Gonzo09
Active member

Keith McCready's life story has been released on Legends of the Cue podcast with Parts 1 & 2 dropping today. Here is a link and episode description for Part 1 entitled "The Early Hustle: From Elmhurst to El Diablo".
https://www.legendsofthecue.com/keith-mccready-part-1-the-early-hustle-from-elmhurst-to-el-diablo/
In this first installment of our Legends of the Cue four-part series, hosts Mike Gonzalez, Allison Fisher, and Mark Wilson sit down with one of pool’s most electrifying personalities—Keith McCready—to trace the raw, unfiltered beginnings of a life that could only be described as cinematic.
Born in Elmhurst, Illinois, and raised under the California sun, Keith’s early years were anything but ordinary. By age ten, while most kids were trading baseball cards, he was already gambling, running pool tables, and learning the delicate art of survival. After losing his mother at a young age, Keith found refuge in the game—and in the smoky glow of California pool halls where legends like Louis Lemke and “Cowboy” Jimmy Moore tested his growing talent.

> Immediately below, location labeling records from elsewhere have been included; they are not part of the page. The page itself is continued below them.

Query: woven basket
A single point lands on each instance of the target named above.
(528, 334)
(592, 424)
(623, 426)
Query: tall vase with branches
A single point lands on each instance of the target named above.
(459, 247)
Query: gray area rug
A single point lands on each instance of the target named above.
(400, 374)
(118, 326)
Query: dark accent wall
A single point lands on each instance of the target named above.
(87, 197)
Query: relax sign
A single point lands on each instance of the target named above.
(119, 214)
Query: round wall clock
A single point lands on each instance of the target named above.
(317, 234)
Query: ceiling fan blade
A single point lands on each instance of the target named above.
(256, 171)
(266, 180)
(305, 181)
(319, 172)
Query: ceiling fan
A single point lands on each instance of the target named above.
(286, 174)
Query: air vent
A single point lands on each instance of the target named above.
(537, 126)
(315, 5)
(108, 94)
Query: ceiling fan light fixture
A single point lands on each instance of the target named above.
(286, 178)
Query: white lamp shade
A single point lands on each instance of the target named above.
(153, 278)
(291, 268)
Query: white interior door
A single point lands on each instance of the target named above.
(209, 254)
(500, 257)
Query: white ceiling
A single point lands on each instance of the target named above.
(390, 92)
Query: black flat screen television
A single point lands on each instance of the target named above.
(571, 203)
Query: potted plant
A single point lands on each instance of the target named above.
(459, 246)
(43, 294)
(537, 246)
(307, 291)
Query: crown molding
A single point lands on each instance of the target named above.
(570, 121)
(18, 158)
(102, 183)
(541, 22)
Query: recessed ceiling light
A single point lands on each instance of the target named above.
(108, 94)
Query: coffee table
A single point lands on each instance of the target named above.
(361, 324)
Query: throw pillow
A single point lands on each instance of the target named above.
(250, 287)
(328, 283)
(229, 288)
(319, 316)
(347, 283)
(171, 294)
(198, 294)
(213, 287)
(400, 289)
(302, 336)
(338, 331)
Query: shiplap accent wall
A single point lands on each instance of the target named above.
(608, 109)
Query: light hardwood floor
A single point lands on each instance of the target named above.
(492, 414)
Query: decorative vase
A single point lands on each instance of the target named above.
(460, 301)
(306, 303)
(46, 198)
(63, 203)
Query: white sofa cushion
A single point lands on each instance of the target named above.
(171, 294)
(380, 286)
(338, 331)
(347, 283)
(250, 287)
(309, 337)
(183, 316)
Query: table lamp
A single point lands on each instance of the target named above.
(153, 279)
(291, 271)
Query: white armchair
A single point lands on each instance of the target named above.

Adopted at 13 by Bob Wallace, the owner of a local poolroom, Keith’s new family gave him both stability and access to the best action on the West Coast. By fifteen, he was on the road, matching up against future world champions, and earning a nickname that captured his fearless spirit—El Diablo. His stories of those days—standing on Coke crates to reach the table, running 56 balls at age twelve, winning thousands at the racetrack before eighth grade, and learning from icons like Ronnie Allen—paint the portrait of a natural-born competitor with an edge as sharp as his stroke.
This episode captures the roots of a player whose talent, charisma, and streetwise grit later caught the eye of none other than Martin Scorsese, who cast him as Grady Seasons in The Color of Money. Join us as Keith McCready takes us back to where it all began—before the fame, before the film—when the hustle, the game, and the gamble were one and the same.